As the Sue Gray report – or the long wait for it – again dominates the headlines, whither the comedian who leaked his own version of it, four months ago? That stunt, which caused “mass panic” in the corridors of power, is one of several revisited in a touring show by the nation’s favourite prankster, Joe Lycett. Inviting the Lord Mayor of Birmingham to open his new kitchen extension, trolling the low-rent brands who ask him to endorse their products online, Twitter spats with Alan Sugar … all are reprised with slides and footage on an upstage screen and in-person commentary from the joker himself.

It’s not a brand of live comedy that puts the emphasis on liveness. Much of the funniness is located in the past; we’re just hearing about it (and watching it on a screen) after the event. And the show never really builds up a head of steam. It’s constructed around a stunt – a campaign, even – that Lycett has been working on for years, the details of which we’re asked not to reveal. It makes for a heartwarming tale, rooted in Brummie Lycett’s civic pride, and his outrage when protests were mounted locally against LGBT teaching in schools. But it’s not, comically speaking, his biggest-hitting stunt. It lacks an authority figure for Lycett to needle and wind up, and the cloak-and-dagger business it involves feels superfluous.

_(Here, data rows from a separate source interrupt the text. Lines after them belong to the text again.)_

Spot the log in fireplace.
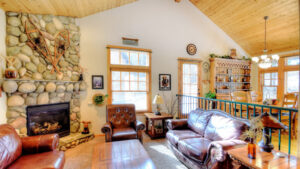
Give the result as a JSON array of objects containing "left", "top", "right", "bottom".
[{"left": 26, "top": 102, "right": 70, "bottom": 137}]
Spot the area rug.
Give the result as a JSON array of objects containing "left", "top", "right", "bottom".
[{"left": 143, "top": 136, "right": 187, "bottom": 169}]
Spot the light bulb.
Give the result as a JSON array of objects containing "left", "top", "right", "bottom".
[
  {"left": 272, "top": 54, "right": 279, "bottom": 60},
  {"left": 261, "top": 55, "right": 267, "bottom": 60},
  {"left": 252, "top": 57, "right": 259, "bottom": 62}
]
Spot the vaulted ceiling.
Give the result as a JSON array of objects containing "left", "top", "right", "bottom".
[
  {"left": 190, "top": 0, "right": 299, "bottom": 56},
  {"left": 0, "top": 0, "right": 136, "bottom": 18},
  {"left": 0, "top": 0, "right": 298, "bottom": 56}
]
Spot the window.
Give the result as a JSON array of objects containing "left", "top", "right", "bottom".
[
  {"left": 182, "top": 64, "right": 199, "bottom": 97},
  {"left": 107, "top": 46, "right": 151, "bottom": 112},
  {"left": 259, "top": 53, "right": 299, "bottom": 102},
  {"left": 285, "top": 71, "right": 299, "bottom": 93},
  {"left": 261, "top": 72, "right": 278, "bottom": 100},
  {"left": 285, "top": 56, "right": 299, "bottom": 66}
]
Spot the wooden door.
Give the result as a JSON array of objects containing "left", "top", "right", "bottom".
[{"left": 178, "top": 58, "right": 202, "bottom": 117}]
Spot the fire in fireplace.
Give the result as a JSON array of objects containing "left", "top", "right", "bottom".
[{"left": 26, "top": 102, "right": 70, "bottom": 137}]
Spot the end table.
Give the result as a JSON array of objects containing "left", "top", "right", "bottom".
[
  {"left": 227, "top": 146, "right": 300, "bottom": 169},
  {"left": 144, "top": 112, "right": 173, "bottom": 139}
]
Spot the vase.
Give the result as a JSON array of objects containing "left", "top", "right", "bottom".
[
  {"left": 248, "top": 139, "right": 256, "bottom": 159},
  {"left": 5, "top": 66, "right": 17, "bottom": 79}
]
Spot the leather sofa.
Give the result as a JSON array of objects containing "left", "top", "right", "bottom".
[
  {"left": 0, "top": 124, "right": 65, "bottom": 169},
  {"left": 166, "top": 109, "right": 249, "bottom": 169},
  {"left": 101, "top": 104, "right": 145, "bottom": 143}
]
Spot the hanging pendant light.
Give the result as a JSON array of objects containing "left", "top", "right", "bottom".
[{"left": 252, "top": 16, "right": 279, "bottom": 69}]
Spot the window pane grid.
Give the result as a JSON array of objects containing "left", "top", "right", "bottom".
[
  {"left": 112, "top": 71, "right": 148, "bottom": 92},
  {"left": 262, "top": 72, "right": 278, "bottom": 100},
  {"left": 110, "top": 49, "right": 149, "bottom": 66}
]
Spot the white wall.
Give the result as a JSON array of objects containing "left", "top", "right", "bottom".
[
  {"left": 0, "top": 9, "right": 7, "bottom": 124},
  {"left": 79, "top": 0, "right": 248, "bottom": 134}
]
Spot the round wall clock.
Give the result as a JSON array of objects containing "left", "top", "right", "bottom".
[{"left": 186, "top": 44, "right": 197, "bottom": 55}]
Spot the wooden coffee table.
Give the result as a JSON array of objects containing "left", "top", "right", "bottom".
[
  {"left": 92, "top": 139, "right": 156, "bottom": 169},
  {"left": 227, "top": 146, "right": 300, "bottom": 169}
]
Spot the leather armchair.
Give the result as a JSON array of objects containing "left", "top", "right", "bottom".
[
  {"left": 0, "top": 124, "right": 65, "bottom": 169},
  {"left": 101, "top": 104, "right": 145, "bottom": 143}
]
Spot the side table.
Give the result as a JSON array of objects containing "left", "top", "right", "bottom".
[
  {"left": 144, "top": 112, "right": 173, "bottom": 139},
  {"left": 227, "top": 146, "right": 300, "bottom": 169}
]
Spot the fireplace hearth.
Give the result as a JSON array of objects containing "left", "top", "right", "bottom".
[{"left": 26, "top": 102, "right": 70, "bottom": 137}]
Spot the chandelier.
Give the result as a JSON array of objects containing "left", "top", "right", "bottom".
[{"left": 252, "top": 16, "right": 279, "bottom": 69}]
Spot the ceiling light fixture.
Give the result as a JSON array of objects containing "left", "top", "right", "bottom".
[{"left": 252, "top": 16, "right": 279, "bottom": 69}]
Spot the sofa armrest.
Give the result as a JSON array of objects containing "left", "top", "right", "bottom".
[
  {"left": 21, "top": 134, "right": 59, "bottom": 154},
  {"left": 208, "top": 139, "right": 246, "bottom": 162},
  {"left": 101, "top": 122, "right": 112, "bottom": 134},
  {"left": 135, "top": 120, "right": 145, "bottom": 131},
  {"left": 166, "top": 119, "right": 188, "bottom": 130}
]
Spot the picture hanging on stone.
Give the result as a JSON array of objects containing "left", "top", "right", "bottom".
[{"left": 92, "top": 75, "right": 104, "bottom": 89}]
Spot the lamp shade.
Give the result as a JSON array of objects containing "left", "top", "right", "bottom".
[{"left": 153, "top": 94, "right": 164, "bottom": 104}]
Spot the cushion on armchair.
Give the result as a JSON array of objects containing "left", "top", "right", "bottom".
[
  {"left": 0, "top": 124, "right": 22, "bottom": 169},
  {"left": 112, "top": 128, "right": 137, "bottom": 140}
]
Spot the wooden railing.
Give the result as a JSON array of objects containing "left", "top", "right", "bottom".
[{"left": 176, "top": 94, "right": 298, "bottom": 154}]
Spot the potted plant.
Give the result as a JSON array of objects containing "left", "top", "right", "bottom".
[
  {"left": 92, "top": 93, "right": 109, "bottom": 106},
  {"left": 240, "top": 116, "right": 264, "bottom": 159},
  {"left": 205, "top": 91, "right": 217, "bottom": 109}
]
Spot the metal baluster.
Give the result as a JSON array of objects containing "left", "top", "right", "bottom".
[
  {"left": 224, "top": 101, "right": 227, "bottom": 113},
  {"left": 246, "top": 105, "right": 249, "bottom": 119},
  {"left": 229, "top": 102, "right": 231, "bottom": 115},
  {"left": 253, "top": 106, "right": 256, "bottom": 118},
  {"left": 269, "top": 108, "right": 272, "bottom": 143},
  {"left": 234, "top": 103, "right": 237, "bottom": 117},
  {"left": 240, "top": 103, "right": 242, "bottom": 118},
  {"left": 288, "top": 110, "right": 291, "bottom": 154},
  {"left": 278, "top": 109, "right": 281, "bottom": 150}
]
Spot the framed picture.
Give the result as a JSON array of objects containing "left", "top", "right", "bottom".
[
  {"left": 92, "top": 75, "right": 104, "bottom": 89},
  {"left": 159, "top": 74, "right": 171, "bottom": 91}
]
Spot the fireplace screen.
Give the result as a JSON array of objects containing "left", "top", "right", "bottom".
[{"left": 26, "top": 102, "right": 70, "bottom": 137}]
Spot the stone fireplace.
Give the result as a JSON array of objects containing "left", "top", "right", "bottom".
[
  {"left": 26, "top": 102, "right": 70, "bottom": 137},
  {"left": 2, "top": 12, "right": 94, "bottom": 150}
]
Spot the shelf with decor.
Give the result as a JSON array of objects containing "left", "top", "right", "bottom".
[{"left": 210, "top": 58, "right": 251, "bottom": 94}]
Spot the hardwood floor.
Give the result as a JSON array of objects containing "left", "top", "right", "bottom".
[{"left": 64, "top": 132, "right": 298, "bottom": 169}]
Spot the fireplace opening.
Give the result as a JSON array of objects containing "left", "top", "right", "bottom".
[{"left": 26, "top": 102, "right": 70, "bottom": 137}]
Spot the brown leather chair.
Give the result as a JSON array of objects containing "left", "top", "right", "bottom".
[
  {"left": 101, "top": 104, "right": 145, "bottom": 143},
  {"left": 166, "top": 109, "right": 249, "bottom": 169},
  {"left": 0, "top": 124, "right": 65, "bottom": 169}
]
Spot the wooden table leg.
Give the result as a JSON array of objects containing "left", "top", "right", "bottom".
[{"left": 151, "top": 119, "right": 155, "bottom": 138}]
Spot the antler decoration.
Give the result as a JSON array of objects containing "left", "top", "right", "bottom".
[{"left": 25, "top": 18, "right": 70, "bottom": 74}]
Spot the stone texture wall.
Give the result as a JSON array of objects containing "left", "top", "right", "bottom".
[{"left": 3, "top": 12, "right": 86, "bottom": 135}]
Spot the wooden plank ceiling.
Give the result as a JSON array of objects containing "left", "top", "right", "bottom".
[
  {"left": 190, "top": 0, "right": 299, "bottom": 56},
  {"left": 0, "top": 0, "right": 137, "bottom": 18}
]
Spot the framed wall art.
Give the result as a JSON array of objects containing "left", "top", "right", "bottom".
[
  {"left": 92, "top": 75, "right": 104, "bottom": 89},
  {"left": 159, "top": 74, "right": 171, "bottom": 91}
]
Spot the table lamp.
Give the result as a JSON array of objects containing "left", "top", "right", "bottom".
[
  {"left": 153, "top": 94, "right": 164, "bottom": 115},
  {"left": 258, "top": 112, "right": 288, "bottom": 152}
]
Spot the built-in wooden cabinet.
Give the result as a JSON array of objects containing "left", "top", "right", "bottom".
[{"left": 210, "top": 58, "right": 251, "bottom": 94}]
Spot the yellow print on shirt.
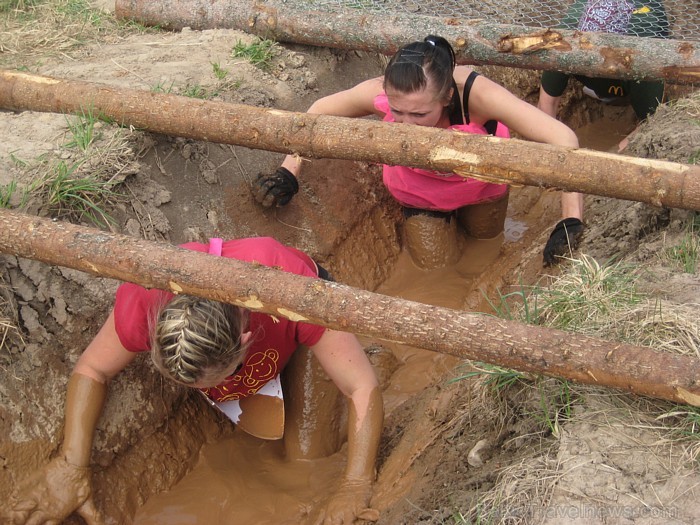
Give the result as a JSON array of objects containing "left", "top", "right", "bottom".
[
  {"left": 205, "top": 348, "right": 280, "bottom": 401},
  {"left": 242, "top": 348, "right": 280, "bottom": 388},
  {"left": 608, "top": 84, "right": 624, "bottom": 96}
]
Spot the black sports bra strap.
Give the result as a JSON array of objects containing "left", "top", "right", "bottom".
[
  {"left": 447, "top": 78, "right": 463, "bottom": 126},
  {"left": 462, "top": 71, "right": 480, "bottom": 124},
  {"left": 463, "top": 70, "right": 499, "bottom": 135}
]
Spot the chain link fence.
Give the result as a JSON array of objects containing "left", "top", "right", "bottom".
[{"left": 301, "top": 0, "right": 698, "bottom": 41}]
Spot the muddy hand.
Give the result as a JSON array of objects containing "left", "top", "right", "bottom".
[
  {"left": 310, "top": 478, "right": 378, "bottom": 525},
  {"left": 543, "top": 217, "right": 584, "bottom": 267},
  {"left": 5, "top": 456, "right": 103, "bottom": 525},
  {"left": 252, "top": 167, "right": 299, "bottom": 208}
]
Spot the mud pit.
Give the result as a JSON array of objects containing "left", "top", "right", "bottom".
[{"left": 1, "top": 3, "right": 700, "bottom": 524}]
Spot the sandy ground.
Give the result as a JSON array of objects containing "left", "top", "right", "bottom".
[{"left": 1, "top": 2, "right": 699, "bottom": 524}]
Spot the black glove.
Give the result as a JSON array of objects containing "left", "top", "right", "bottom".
[
  {"left": 252, "top": 167, "right": 299, "bottom": 208},
  {"left": 543, "top": 218, "right": 584, "bottom": 267}
]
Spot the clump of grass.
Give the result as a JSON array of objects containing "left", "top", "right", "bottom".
[
  {"left": 54, "top": 0, "right": 105, "bottom": 27},
  {"left": 211, "top": 61, "right": 228, "bottom": 80},
  {"left": 231, "top": 37, "right": 278, "bottom": 70},
  {"left": 151, "top": 80, "right": 174, "bottom": 94},
  {"left": 151, "top": 77, "right": 237, "bottom": 100},
  {"left": 487, "top": 253, "right": 698, "bottom": 356},
  {"left": 534, "top": 255, "right": 643, "bottom": 334},
  {"left": 690, "top": 149, "right": 700, "bottom": 165},
  {"left": 29, "top": 160, "right": 120, "bottom": 227},
  {"left": 665, "top": 221, "right": 699, "bottom": 273},
  {"left": 657, "top": 405, "right": 700, "bottom": 456},
  {"left": 453, "top": 362, "right": 577, "bottom": 440},
  {"left": 0, "top": 0, "right": 40, "bottom": 13},
  {"left": 0, "top": 0, "right": 161, "bottom": 69},
  {"left": 9, "top": 151, "right": 30, "bottom": 168},
  {"left": 533, "top": 379, "right": 575, "bottom": 439},
  {"left": 12, "top": 115, "right": 139, "bottom": 228},
  {"left": 0, "top": 180, "right": 26, "bottom": 208},
  {"left": 181, "top": 83, "right": 208, "bottom": 99},
  {"left": 64, "top": 106, "right": 102, "bottom": 151},
  {"left": 481, "top": 281, "right": 540, "bottom": 323},
  {"left": 0, "top": 273, "right": 24, "bottom": 357},
  {"left": 451, "top": 362, "right": 525, "bottom": 393}
]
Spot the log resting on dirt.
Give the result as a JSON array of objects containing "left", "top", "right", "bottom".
[
  {"left": 114, "top": 0, "right": 700, "bottom": 84},
  {"left": 2, "top": 70, "right": 699, "bottom": 212},
  {"left": 0, "top": 208, "right": 698, "bottom": 406}
]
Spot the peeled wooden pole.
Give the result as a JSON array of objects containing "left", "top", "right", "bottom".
[
  {"left": 115, "top": 0, "right": 700, "bottom": 84},
  {"left": 2, "top": 70, "right": 699, "bottom": 211},
  {"left": 0, "top": 208, "right": 699, "bottom": 406}
]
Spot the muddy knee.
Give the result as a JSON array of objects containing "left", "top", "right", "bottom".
[
  {"left": 403, "top": 211, "right": 461, "bottom": 270},
  {"left": 457, "top": 192, "right": 509, "bottom": 239}
]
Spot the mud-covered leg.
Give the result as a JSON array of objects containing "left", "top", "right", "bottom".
[
  {"left": 456, "top": 191, "right": 509, "bottom": 239},
  {"left": 402, "top": 210, "right": 462, "bottom": 270},
  {"left": 282, "top": 345, "right": 346, "bottom": 460}
]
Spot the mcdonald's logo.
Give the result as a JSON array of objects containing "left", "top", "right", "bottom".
[{"left": 608, "top": 85, "right": 624, "bottom": 96}]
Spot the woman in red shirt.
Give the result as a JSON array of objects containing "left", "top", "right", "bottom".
[{"left": 5, "top": 237, "right": 382, "bottom": 525}]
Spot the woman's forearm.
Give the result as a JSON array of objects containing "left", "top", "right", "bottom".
[
  {"left": 62, "top": 373, "right": 107, "bottom": 467},
  {"left": 280, "top": 154, "right": 304, "bottom": 177},
  {"left": 344, "top": 386, "right": 383, "bottom": 481}
]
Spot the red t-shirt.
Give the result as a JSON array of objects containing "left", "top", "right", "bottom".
[{"left": 113, "top": 237, "right": 326, "bottom": 401}]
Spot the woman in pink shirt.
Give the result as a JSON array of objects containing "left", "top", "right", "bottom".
[{"left": 254, "top": 35, "right": 580, "bottom": 268}]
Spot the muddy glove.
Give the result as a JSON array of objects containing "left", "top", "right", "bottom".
[
  {"left": 543, "top": 217, "right": 585, "bottom": 267},
  {"left": 4, "top": 456, "right": 103, "bottom": 525},
  {"left": 252, "top": 167, "right": 299, "bottom": 208},
  {"left": 309, "top": 478, "right": 379, "bottom": 525}
]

If the show remains consistently enjoyable, we can thank Lycett’s good-eggishness, and the contagious delight he takes in his often puerile tomfoolery. When he writes a guide to gay sex for infant readers; when his painting is hung in a gallery next to a ridiculous list of the materials (“ghost goat’s milk”) used in its creation; when he tweets lovingly in support of the PM and is retweeted by Nadine Dorries – it’s four parts silliness to one part revelry in the opportunity for weapons-grade impudence that his celebrity presents.

One might wish for more in-the-moment material, less dependent on stunts and tweets Lycett has already (and often publicly) dispatched. But there is no denying this stuff was funny first time around, and Lycett’s arch commentary and bonhomie make it all the more so.